Abstract
1- Introduction
2- What determines investment in intangible assets?
3- Empirical analysis
4- Results
5- Conclusion
References
Abstract
In this paper, we look at the determinants of investment in intangible assets in Europe and explore whether their drivers and barriers are the same as for tangible assets. Our assessment suggests that tangible and intangible assets indeed appear to be affected somewhat differently by some of the tested key determinants. For instance, the regulatory framework seems to be more relevant for investment in intangibles while financial conditions, and in particular the availability of external funding, appear to be more relevant for tangible investment. Moreover, some evidence of complementarities between investments across different asset types suggests that a barrier to investment relevant for one asset type may indirectly impede investment in other assets too as there are synergies among different asset types, notably between tangible and intangible assets but also between different types of intangible assets.
Introduction
Since the onset of the global economic and financial crisis, the EU has been experiencing relatively low levels of investment. Despite signs of a moderate turnaround since 2014, the investment recovery remains fragile. Accordingly, across Europe, remarkable endeavours are being made to stimulate investment, notably to unlock drivers and to address barriers preventing investment from reaching a socio-economically optimal level (European Commission, 2018). To the extent that low investment is observed even among some of the most successful sectors and firms, it is difficult to argue that it is mainly driven by a constraint limiting capital accumulation. Instead, it appears that we either struggle to capture investment well - i.e. for some reason underestimate total investment - or faced with pertinent barriers holding back their investment decisions firms may have deliberately chosen a lower level of investment. Resolving these questions is important for policy making.

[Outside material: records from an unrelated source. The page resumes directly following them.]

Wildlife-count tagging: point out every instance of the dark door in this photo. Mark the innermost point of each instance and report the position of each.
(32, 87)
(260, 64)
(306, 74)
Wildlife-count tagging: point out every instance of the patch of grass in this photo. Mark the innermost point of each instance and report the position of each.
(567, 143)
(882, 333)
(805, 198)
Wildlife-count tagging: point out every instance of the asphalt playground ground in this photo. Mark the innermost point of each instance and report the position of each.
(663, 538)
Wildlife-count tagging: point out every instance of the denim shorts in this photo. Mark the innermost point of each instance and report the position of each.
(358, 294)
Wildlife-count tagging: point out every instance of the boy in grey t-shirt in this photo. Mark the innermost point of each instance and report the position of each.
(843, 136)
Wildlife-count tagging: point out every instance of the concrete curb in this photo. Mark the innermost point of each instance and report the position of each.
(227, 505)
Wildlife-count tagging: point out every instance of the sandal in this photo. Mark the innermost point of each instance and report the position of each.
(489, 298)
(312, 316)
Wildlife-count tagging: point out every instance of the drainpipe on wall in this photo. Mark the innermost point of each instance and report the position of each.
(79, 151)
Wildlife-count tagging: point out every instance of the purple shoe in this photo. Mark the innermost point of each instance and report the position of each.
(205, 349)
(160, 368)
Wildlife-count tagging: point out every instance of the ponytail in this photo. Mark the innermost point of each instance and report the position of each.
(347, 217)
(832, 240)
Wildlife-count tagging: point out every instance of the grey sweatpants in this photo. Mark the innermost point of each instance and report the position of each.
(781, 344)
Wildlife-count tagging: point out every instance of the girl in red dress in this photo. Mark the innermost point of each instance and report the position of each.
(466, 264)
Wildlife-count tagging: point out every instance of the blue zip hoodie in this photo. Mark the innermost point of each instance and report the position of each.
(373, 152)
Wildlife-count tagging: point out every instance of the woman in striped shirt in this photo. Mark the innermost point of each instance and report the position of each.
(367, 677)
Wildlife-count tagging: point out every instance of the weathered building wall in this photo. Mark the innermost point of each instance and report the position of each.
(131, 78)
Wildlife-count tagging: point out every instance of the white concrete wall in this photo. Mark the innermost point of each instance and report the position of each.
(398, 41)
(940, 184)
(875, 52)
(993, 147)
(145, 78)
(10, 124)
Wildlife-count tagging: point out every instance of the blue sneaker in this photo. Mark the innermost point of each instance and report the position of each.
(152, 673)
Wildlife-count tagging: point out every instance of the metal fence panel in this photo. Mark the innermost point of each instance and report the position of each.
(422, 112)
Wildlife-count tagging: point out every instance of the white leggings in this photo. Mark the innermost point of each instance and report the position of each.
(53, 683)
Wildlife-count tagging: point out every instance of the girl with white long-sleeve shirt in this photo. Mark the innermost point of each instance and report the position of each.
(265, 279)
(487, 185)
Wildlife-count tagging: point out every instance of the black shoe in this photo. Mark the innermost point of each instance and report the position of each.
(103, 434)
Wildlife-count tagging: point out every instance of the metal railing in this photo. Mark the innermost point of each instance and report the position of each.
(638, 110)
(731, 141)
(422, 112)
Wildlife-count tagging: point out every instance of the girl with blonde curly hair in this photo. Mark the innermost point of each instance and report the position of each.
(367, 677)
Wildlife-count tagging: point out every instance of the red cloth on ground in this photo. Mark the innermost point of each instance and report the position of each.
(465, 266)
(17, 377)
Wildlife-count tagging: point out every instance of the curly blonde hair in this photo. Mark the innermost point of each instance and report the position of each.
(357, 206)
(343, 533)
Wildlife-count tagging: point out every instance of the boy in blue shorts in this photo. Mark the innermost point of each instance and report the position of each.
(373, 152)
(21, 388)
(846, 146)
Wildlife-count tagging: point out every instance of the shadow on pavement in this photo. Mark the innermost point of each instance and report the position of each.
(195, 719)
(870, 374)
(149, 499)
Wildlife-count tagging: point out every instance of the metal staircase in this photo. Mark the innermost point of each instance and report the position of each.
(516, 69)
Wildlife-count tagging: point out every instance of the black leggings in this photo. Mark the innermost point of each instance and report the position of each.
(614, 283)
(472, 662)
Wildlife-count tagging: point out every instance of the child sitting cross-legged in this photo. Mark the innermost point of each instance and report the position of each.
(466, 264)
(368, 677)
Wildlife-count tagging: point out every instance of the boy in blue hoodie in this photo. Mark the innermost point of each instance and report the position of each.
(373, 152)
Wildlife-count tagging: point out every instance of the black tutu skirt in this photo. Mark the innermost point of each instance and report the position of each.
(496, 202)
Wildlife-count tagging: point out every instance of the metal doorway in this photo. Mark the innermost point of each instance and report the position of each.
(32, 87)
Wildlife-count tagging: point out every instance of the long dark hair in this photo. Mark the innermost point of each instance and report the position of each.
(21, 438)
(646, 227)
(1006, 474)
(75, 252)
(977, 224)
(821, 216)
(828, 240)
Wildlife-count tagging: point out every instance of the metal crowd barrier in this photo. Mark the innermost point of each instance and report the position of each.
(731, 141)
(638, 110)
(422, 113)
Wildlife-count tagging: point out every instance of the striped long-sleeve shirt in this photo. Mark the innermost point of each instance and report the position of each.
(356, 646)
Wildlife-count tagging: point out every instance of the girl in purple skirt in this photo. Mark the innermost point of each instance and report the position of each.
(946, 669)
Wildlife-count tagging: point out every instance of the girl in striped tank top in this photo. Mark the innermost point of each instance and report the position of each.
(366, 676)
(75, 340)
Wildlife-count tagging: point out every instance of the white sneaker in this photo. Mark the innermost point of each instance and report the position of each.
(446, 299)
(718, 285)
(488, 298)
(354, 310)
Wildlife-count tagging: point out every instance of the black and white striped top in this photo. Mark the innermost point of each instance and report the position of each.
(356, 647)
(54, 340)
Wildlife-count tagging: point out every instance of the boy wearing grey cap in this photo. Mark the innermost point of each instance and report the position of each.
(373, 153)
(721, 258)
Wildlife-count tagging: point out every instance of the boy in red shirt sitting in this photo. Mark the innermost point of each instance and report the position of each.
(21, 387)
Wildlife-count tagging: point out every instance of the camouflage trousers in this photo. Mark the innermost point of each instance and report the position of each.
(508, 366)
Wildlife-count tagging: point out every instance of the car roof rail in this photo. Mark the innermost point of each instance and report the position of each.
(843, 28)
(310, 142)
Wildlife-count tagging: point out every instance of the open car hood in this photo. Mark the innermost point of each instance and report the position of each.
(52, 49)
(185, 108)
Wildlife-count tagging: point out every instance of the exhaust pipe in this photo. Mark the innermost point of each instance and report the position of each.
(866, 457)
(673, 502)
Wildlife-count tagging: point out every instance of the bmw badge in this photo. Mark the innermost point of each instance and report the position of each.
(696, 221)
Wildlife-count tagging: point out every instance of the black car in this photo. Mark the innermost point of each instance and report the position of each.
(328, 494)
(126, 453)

In fact, if the explanation for an overall sluggish investment in Europe arises from a temporary phenomenon, for instance due to credit rationing in times of crisis, the policy implications would be quite differentthan in case of a systematic change in the capital allocation choices made by firms (Crouzet and Eberly, 2018). Zooming into investment figures per asset type reveals some interesting patterns (see Graph 1 ). While investment in tangible assets dropped during the financial crisis and remained flat thereafter (at least in the EU28), evidence points to a rapid expansion of investment in intangible assets.